The PETA Foundation’s Captive Animal Law Enforcement (CALE) Division gets results. Here are just a few of its recent cases:
- CALE asked the U.S. Department of Agriculture (USDA) to investigate the Sunrise Side Nature Trail and Exotic Park after a lion bit off part of a visitor’s right middle finger when, according to the USDA inspection report, a 15-year-old employee allowed the visitor inside an unlocked gate, where she was able to reach into the big cat’s cage. The USDA did investigate the roadside zoo, and it cited the facility for allowing patrons to get too close to dangerous animals without adequate barriers, having improperly trained employees (there’s no record indicating that the 15-year-old had been properly trained), and failing to lock a gate in the fenced area that’s supposed to act as a public barrier.

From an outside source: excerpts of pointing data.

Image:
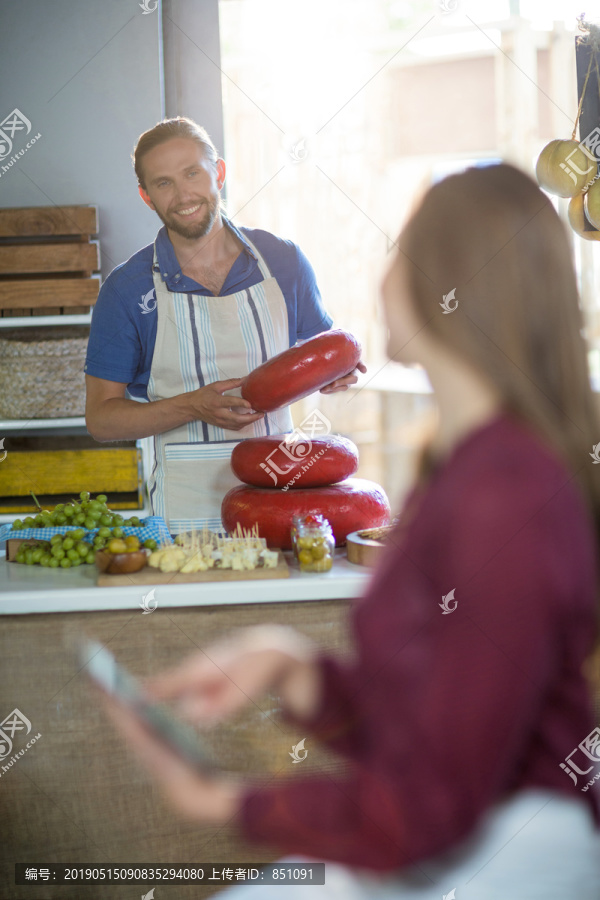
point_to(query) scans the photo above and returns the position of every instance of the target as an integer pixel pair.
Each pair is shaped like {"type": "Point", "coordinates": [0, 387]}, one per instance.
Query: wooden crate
{"type": "Point", "coordinates": [47, 260]}
{"type": "Point", "coordinates": [57, 469]}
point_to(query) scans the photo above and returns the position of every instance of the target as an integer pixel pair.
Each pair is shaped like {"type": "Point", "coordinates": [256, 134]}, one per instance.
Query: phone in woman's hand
{"type": "Point", "coordinates": [117, 682]}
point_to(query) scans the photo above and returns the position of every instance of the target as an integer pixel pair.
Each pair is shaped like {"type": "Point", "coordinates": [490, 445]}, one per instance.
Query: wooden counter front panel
{"type": "Point", "coordinates": [78, 796]}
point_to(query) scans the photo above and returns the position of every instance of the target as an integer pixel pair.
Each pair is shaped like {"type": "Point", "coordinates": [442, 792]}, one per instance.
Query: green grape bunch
{"type": "Point", "coordinates": [85, 513]}
{"type": "Point", "coordinates": [70, 550]}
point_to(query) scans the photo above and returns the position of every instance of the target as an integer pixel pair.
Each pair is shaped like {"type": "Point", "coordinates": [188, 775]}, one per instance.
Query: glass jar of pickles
{"type": "Point", "coordinates": [313, 543]}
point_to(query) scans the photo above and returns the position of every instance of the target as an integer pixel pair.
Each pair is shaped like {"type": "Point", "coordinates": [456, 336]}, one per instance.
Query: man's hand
{"type": "Point", "coordinates": [209, 405]}
{"type": "Point", "coordinates": [342, 384]}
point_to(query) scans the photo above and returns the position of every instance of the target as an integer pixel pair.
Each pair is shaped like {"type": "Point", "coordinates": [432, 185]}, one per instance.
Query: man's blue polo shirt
{"type": "Point", "coordinates": [123, 334]}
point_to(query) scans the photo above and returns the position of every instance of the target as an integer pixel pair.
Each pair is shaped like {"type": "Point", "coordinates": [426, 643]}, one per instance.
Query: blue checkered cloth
{"type": "Point", "coordinates": [154, 527]}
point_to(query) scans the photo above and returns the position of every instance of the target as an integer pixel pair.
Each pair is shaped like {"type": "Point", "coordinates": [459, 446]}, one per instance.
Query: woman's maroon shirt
{"type": "Point", "coordinates": [443, 715]}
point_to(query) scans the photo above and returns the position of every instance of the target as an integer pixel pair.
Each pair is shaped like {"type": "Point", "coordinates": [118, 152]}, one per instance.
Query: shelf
{"type": "Point", "coordinates": [20, 321]}
{"type": "Point", "coordinates": [21, 425]}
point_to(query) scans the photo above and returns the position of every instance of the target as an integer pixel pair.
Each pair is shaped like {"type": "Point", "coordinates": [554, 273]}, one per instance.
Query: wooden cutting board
{"type": "Point", "coordinates": [149, 575]}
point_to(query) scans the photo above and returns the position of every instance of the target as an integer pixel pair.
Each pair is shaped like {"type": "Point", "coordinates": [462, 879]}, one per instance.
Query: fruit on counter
{"type": "Point", "coordinates": [564, 168]}
{"type": "Point", "coordinates": [302, 369]}
{"type": "Point", "coordinates": [577, 220]}
{"type": "Point", "coordinates": [272, 462]}
{"type": "Point", "coordinates": [121, 563]}
{"type": "Point", "coordinates": [64, 551]}
{"type": "Point", "coordinates": [69, 550]}
{"type": "Point", "coordinates": [123, 555]}
{"type": "Point", "coordinates": [87, 512]}
{"type": "Point", "coordinates": [350, 506]}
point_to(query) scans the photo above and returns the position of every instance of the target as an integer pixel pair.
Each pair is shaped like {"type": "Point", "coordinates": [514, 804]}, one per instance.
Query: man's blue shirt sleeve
{"type": "Point", "coordinates": [310, 312]}
{"type": "Point", "coordinates": [114, 350]}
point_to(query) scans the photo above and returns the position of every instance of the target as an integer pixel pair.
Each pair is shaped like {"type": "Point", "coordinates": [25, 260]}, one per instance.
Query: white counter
{"type": "Point", "coordinates": [36, 589]}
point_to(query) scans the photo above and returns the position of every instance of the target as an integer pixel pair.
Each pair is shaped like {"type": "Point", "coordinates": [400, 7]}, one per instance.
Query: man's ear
{"type": "Point", "coordinates": [221, 169]}
{"type": "Point", "coordinates": [145, 197]}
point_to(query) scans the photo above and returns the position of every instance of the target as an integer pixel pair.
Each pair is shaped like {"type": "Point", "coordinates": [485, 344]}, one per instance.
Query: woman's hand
{"type": "Point", "coordinates": [342, 384]}
{"type": "Point", "coordinates": [210, 686]}
{"type": "Point", "coordinates": [218, 682]}
{"type": "Point", "coordinates": [212, 801]}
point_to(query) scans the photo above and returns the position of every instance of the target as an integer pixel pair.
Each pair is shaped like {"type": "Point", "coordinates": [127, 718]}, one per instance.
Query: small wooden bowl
{"type": "Point", "coordinates": [121, 563]}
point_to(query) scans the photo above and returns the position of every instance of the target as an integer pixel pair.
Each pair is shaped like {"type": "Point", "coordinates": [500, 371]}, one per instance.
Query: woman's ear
{"type": "Point", "coordinates": [145, 197]}
{"type": "Point", "coordinates": [221, 170]}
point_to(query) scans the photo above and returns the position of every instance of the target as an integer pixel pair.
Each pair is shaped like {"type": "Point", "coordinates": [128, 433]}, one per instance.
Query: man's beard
{"type": "Point", "coordinates": [198, 229]}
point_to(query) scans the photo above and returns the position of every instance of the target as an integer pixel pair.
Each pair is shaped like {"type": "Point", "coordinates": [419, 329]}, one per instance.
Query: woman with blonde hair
{"type": "Point", "coordinates": [467, 723]}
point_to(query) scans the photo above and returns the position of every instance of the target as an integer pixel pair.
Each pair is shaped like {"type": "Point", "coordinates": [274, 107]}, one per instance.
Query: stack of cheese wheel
{"type": "Point", "coordinates": [293, 475]}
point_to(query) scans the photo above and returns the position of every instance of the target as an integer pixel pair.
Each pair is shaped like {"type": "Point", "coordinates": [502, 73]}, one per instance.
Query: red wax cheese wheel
{"type": "Point", "coordinates": [353, 505]}
{"type": "Point", "coordinates": [299, 371]}
{"type": "Point", "coordinates": [272, 462]}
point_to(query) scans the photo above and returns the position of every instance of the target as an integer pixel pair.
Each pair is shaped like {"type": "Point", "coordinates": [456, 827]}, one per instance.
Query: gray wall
{"type": "Point", "coordinates": [192, 61]}
{"type": "Point", "coordinates": [88, 75]}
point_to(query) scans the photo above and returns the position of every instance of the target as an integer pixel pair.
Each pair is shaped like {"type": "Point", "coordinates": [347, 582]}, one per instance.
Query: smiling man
{"type": "Point", "coordinates": [185, 319]}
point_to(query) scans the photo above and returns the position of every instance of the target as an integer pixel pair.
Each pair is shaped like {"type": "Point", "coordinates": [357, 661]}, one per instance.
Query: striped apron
{"type": "Point", "coordinates": [200, 340]}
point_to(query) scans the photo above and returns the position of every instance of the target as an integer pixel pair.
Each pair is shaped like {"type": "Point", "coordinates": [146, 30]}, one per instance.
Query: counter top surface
{"type": "Point", "coordinates": [35, 589]}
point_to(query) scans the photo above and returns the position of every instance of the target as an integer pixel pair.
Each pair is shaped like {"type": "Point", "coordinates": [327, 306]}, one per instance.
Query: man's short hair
{"type": "Point", "coordinates": [180, 126]}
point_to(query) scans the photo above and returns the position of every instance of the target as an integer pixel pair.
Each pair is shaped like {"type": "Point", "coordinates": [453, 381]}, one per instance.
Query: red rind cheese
{"type": "Point", "coordinates": [270, 462]}
{"type": "Point", "coordinates": [353, 505]}
{"type": "Point", "coordinates": [301, 370]}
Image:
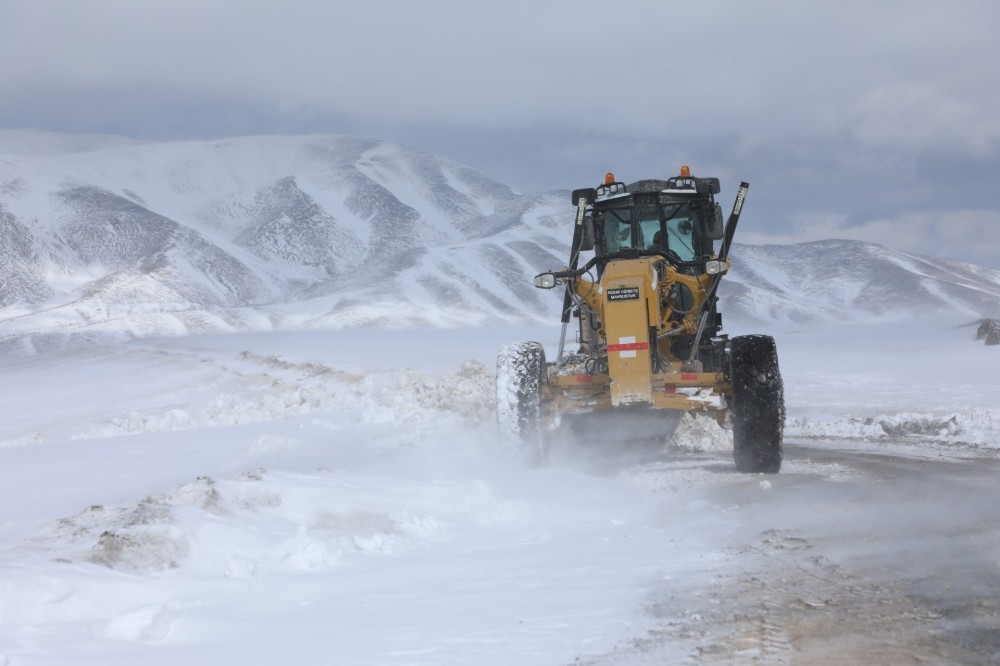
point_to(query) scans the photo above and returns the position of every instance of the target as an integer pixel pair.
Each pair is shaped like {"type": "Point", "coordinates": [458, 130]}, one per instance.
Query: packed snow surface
{"type": "Point", "coordinates": [342, 497]}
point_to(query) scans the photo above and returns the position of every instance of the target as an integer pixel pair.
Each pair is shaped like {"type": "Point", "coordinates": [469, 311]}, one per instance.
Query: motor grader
{"type": "Point", "coordinates": [649, 339]}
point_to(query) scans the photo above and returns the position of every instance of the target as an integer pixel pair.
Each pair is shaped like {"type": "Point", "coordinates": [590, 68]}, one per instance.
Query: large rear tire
{"type": "Point", "coordinates": [758, 404]}
{"type": "Point", "coordinates": [521, 373]}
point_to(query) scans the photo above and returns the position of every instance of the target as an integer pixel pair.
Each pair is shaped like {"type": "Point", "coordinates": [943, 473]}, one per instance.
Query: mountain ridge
{"type": "Point", "coordinates": [116, 238]}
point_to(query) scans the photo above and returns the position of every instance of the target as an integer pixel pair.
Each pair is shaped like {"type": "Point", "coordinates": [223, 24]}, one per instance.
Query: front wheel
{"type": "Point", "coordinates": [758, 404]}
{"type": "Point", "coordinates": [521, 373]}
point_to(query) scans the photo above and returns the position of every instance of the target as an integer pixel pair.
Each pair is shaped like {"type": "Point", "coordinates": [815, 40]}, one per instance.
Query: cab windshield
{"type": "Point", "coordinates": [672, 227]}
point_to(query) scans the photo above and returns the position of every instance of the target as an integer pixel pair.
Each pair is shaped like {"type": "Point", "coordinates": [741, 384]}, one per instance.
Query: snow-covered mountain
{"type": "Point", "coordinates": [112, 237]}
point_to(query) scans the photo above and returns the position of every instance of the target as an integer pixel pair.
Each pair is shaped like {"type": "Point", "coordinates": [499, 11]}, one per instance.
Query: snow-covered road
{"type": "Point", "coordinates": [341, 498]}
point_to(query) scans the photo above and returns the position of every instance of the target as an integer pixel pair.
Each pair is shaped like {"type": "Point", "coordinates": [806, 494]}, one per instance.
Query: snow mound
{"type": "Point", "coordinates": [700, 433]}
{"type": "Point", "coordinates": [270, 388]}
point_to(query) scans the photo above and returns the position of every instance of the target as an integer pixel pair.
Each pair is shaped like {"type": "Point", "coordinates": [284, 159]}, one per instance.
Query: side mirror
{"type": "Point", "coordinates": [713, 224]}
{"type": "Point", "coordinates": [707, 185]}
{"type": "Point", "coordinates": [545, 281]}
{"type": "Point", "coordinates": [588, 193]}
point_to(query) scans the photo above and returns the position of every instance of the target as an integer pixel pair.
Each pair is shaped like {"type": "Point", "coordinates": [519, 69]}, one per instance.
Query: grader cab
{"type": "Point", "coordinates": [649, 333]}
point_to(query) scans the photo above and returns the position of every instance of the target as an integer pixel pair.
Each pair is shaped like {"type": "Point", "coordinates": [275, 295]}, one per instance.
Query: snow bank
{"type": "Point", "coordinates": [979, 428]}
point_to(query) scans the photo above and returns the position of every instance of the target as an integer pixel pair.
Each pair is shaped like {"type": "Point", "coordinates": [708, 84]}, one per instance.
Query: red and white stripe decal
{"type": "Point", "coordinates": [627, 346]}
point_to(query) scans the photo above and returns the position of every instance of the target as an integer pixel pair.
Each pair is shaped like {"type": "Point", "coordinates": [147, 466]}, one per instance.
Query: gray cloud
{"type": "Point", "coordinates": [863, 111]}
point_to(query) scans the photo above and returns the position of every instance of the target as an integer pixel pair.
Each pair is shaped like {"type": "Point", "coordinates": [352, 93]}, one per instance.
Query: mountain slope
{"type": "Point", "coordinates": [110, 237]}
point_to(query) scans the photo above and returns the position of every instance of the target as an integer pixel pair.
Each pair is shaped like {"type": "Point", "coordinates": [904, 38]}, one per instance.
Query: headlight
{"type": "Point", "coordinates": [714, 267]}
{"type": "Point", "coordinates": [545, 281]}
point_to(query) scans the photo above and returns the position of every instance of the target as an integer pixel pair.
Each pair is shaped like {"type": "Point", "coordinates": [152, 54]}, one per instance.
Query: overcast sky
{"type": "Point", "coordinates": [875, 120]}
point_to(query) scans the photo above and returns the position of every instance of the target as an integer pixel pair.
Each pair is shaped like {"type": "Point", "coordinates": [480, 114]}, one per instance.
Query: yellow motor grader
{"type": "Point", "coordinates": [649, 335]}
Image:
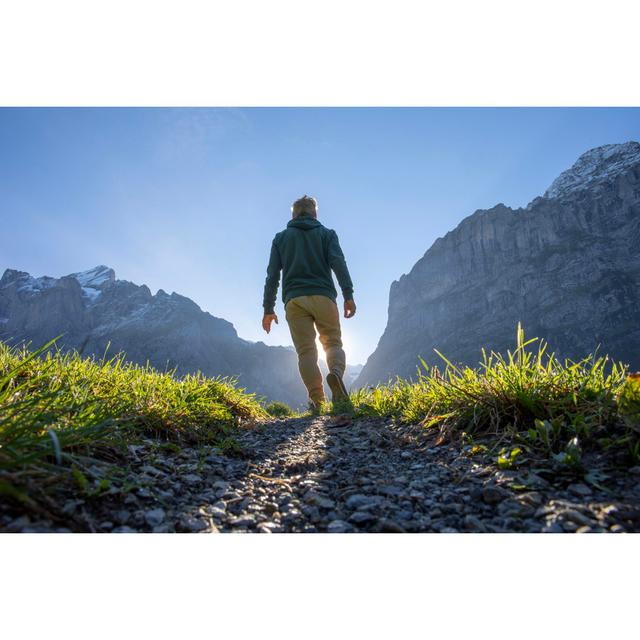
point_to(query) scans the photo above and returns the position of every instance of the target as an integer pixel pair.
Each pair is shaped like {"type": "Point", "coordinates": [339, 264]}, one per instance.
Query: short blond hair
{"type": "Point", "coordinates": [304, 206]}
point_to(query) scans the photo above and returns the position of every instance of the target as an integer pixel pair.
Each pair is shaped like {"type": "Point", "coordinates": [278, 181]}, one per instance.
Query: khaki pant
{"type": "Point", "coordinates": [305, 314]}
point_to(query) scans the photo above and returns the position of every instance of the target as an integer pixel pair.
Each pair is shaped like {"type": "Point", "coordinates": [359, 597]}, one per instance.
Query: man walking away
{"type": "Point", "coordinates": [306, 252]}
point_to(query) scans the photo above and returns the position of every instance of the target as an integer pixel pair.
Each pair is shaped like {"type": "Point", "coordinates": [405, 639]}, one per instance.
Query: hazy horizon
{"type": "Point", "coordinates": [188, 200]}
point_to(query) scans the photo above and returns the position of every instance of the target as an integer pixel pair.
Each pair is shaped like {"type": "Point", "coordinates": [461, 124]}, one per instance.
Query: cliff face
{"type": "Point", "coordinates": [567, 266]}
{"type": "Point", "coordinates": [94, 310]}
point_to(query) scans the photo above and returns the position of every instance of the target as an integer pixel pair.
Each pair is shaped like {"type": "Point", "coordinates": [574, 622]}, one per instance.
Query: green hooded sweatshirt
{"type": "Point", "coordinates": [305, 252]}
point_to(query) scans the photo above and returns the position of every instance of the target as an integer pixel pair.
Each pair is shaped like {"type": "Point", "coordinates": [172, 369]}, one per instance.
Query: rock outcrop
{"type": "Point", "coordinates": [567, 266]}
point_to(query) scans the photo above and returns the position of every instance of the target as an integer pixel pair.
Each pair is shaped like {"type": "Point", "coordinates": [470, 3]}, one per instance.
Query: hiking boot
{"type": "Point", "coordinates": [338, 390]}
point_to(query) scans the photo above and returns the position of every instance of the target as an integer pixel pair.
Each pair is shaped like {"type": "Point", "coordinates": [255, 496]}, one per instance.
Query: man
{"type": "Point", "coordinates": [306, 253]}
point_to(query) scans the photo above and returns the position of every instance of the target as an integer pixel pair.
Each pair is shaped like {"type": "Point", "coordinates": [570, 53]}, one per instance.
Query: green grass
{"type": "Point", "coordinates": [60, 414]}
{"type": "Point", "coordinates": [527, 398]}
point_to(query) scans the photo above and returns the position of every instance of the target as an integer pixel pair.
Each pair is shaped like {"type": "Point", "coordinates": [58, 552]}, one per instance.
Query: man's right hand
{"type": "Point", "coordinates": [349, 308]}
{"type": "Point", "coordinates": [267, 319]}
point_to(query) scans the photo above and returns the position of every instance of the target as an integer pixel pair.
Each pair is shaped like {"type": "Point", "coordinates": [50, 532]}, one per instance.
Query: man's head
{"type": "Point", "coordinates": [305, 206]}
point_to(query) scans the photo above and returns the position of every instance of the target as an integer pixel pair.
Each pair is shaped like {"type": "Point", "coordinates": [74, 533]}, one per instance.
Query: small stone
{"type": "Point", "coordinates": [189, 523]}
{"type": "Point", "coordinates": [243, 521]}
{"type": "Point", "coordinates": [514, 509]}
{"type": "Point", "coordinates": [154, 517]}
{"type": "Point", "coordinates": [473, 523]}
{"type": "Point", "coordinates": [385, 525]}
{"type": "Point", "coordinates": [358, 500]}
{"type": "Point", "coordinates": [493, 494]}
{"type": "Point", "coordinates": [361, 517]}
{"type": "Point", "coordinates": [579, 489]}
{"type": "Point", "coordinates": [338, 526]}
{"type": "Point", "coordinates": [320, 501]}
{"type": "Point", "coordinates": [577, 517]}
{"type": "Point", "coordinates": [270, 508]}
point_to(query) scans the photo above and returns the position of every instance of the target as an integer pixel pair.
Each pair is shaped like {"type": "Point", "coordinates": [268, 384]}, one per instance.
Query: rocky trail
{"type": "Point", "coordinates": [329, 474]}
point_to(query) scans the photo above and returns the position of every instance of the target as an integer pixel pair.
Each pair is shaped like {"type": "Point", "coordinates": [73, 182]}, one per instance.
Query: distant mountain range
{"type": "Point", "coordinates": [94, 311]}
{"type": "Point", "coordinates": [567, 266]}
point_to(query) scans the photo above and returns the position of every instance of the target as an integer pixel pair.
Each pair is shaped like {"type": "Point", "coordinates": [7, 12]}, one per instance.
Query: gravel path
{"type": "Point", "coordinates": [329, 475]}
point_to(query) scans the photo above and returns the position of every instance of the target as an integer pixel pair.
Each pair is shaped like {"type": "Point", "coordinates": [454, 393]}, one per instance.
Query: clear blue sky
{"type": "Point", "coordinates": [188, 200]}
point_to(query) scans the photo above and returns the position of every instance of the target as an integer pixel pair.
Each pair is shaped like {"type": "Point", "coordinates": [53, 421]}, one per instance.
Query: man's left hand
{"type": "Point", "coordinates": [267, 319]}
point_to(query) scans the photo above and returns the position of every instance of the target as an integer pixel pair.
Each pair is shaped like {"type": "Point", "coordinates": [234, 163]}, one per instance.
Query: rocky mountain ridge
{"type": "Point", "coordinates": [567, 266]}
{"type": "Point", "coordinates": [98, 313]}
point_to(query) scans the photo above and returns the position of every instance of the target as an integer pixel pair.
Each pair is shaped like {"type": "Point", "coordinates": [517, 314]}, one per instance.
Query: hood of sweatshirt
{"type": "Point", "coordinates": [304, 222]}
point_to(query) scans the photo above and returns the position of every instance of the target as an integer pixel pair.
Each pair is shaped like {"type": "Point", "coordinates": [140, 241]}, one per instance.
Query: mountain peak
{"type": "Point", "coordinates": [95, 277]}
{"type": "Point", "coordinates": [593, 166]}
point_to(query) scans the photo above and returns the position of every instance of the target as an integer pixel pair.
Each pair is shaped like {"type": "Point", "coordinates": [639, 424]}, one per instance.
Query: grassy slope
{"type": "Point", "coordinates": [529, 400]}
{"type": "Point", "coordinates": [68, 419]}
{"type": "Point", "coordinates": [65, 418]}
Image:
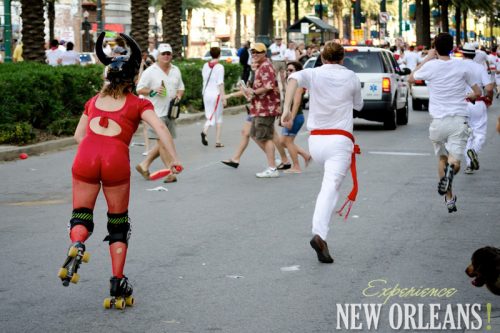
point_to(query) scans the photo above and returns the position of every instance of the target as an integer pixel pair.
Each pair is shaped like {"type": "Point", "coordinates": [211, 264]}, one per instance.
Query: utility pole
{"type": "Point", "coordinates": [100, 23]}
{"type": "Point", "coordinates": [400, 18]}
{"type": "Point", "coordinates": [7, 31]}
{"type": "Point", "coordinates": [265, 10]}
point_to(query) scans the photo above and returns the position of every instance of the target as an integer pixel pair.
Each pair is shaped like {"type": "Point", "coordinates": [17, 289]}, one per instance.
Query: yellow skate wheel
{"type": "Point", "coordinates": [73, 251]}
{"type": "Point", "coordinates": [120, 303]}
{"type": "Point", "coordinates": [107, 303]}
{"type": "Point", "coordinates": [130, 300]}
{"type": "Point", "coordinates": [63, 272]}
{"type": "Point", "coordinates": [86, 257]}
{"type": "Point", "coordinates": [75, 278]}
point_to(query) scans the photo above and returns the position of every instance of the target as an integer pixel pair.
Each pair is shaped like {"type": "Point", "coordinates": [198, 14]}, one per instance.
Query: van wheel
{"type": "Point", "coordinates": [390, 118]}
{"type": "Point", "coordinates": [402, 114]}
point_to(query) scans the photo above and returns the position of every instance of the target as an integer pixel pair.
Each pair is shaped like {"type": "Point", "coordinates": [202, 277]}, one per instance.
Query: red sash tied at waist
{"type": "Point", "coordinates": [354, 192]}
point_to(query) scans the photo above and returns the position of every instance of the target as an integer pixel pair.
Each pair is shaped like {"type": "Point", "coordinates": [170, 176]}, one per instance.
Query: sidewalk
{"type": "Point", "coordinates": [9, 153]}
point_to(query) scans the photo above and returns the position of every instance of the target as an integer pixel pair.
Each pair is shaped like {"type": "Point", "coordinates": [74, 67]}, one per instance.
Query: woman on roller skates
{"type": "Point", "coordinates": [104, 132]}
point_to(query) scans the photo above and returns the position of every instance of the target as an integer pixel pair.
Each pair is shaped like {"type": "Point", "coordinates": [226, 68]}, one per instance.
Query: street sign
{"type": "Point", "coordinates": [383, 17]}
{"type": "Point", "coordinates": [304, 28]}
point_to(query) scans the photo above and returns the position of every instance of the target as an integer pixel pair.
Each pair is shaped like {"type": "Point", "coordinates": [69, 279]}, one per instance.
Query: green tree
{"type": "Point", "coordinates": [171, 25]}
{"type": "Point", "coordinates": [140, 22]}
{"type": "Point", "coordinates": [33, 30]}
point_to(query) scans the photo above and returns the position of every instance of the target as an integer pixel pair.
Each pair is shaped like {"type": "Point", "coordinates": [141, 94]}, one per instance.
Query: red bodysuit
{"type": "Point", "coordinates": [103, 158]}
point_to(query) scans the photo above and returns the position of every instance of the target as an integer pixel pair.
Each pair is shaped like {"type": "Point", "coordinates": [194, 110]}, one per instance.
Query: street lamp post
{"type": "Point", "coordinates": [7, 31]}
{"type": "Point", "coordinates": [86, 28]}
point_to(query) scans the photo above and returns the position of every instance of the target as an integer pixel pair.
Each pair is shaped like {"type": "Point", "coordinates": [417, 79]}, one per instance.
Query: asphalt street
{"type": "Point", "coordinates": [223, 251]}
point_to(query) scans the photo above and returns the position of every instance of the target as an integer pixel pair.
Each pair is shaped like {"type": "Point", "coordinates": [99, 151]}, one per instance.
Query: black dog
{"type": "Point", "coordinates": [485, 268]}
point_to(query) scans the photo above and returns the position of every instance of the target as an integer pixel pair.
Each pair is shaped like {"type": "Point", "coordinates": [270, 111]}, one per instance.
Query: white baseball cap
{"type": "Point", "coordinates": [164, 48]}
{"type": "Point", "coordinates": [468, 48]}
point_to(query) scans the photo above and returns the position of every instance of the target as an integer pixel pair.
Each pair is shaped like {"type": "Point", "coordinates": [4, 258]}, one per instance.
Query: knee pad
{"type": "Point", "coordinates": [82, 216]}
{"type": "Point", "coordinates": [119, 229]}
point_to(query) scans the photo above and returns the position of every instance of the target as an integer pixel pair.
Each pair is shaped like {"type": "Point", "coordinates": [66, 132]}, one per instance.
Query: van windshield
{"type": "Point", "coordinates": [364, 62]}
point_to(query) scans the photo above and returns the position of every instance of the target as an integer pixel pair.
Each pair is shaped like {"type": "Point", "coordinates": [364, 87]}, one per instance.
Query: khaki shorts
{"type": "Point", "coordinates": [170, 125]}
{"type": "Point", "coordinates": [262, 128]}
{"type": "Point", "coordinates": [449, 136]}
{"type": "Point", "coordinates": [279, 65]}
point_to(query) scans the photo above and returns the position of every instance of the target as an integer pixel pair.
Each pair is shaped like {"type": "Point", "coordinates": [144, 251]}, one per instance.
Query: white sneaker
{"type": "Point", "coordinates": [268, 173]}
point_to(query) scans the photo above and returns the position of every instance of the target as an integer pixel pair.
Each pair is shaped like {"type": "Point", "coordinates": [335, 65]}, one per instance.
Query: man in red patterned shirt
{"type": "Point", "coordinates": [265, 107]}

- Cheyenne—a wolf-dog hybrid who escaped from a roadside zoo in Nicholasville, Kentucky, called Wolf Run Wildlife Refuge—was shot with tranquilizer darts at least 14 times and was found dead a month after she went missing. It’s suspected that Cheyenne may have been hit and killed by a car. CALE asked the USDA to take action, and the agency strongly rebuked the facility for its botched handling of Cheyenne’s escape.
- After CALE provided video footage of animals in distress at the Hollywild Animal Park in South Carolina, the USDA cited the roadside zoo for forcing a capuchin monkey to wear a long chain that’s been attached to her waist for “most of her life.” The inspector told the zoo that the chain causes the primate “unnecessary discomfort” and noted that it put her at risk of becoming entangled. The facility was also cited for keeping animals in dangerous enclosures that contained loose boards, broken wires, and gaping holes in the fencing as well as for failing to remove piles of rotted food and animal waste from the filthy enclosures. The USDA has also just announced that it’s formally investigating Hollywild for its violations—which could lead to fines and the suspension or revocation of the facility’s license.
As long as animals are in trouble, CALE will keep pushing to help them. You can, too, by staying away from zoos and spreading the word to others.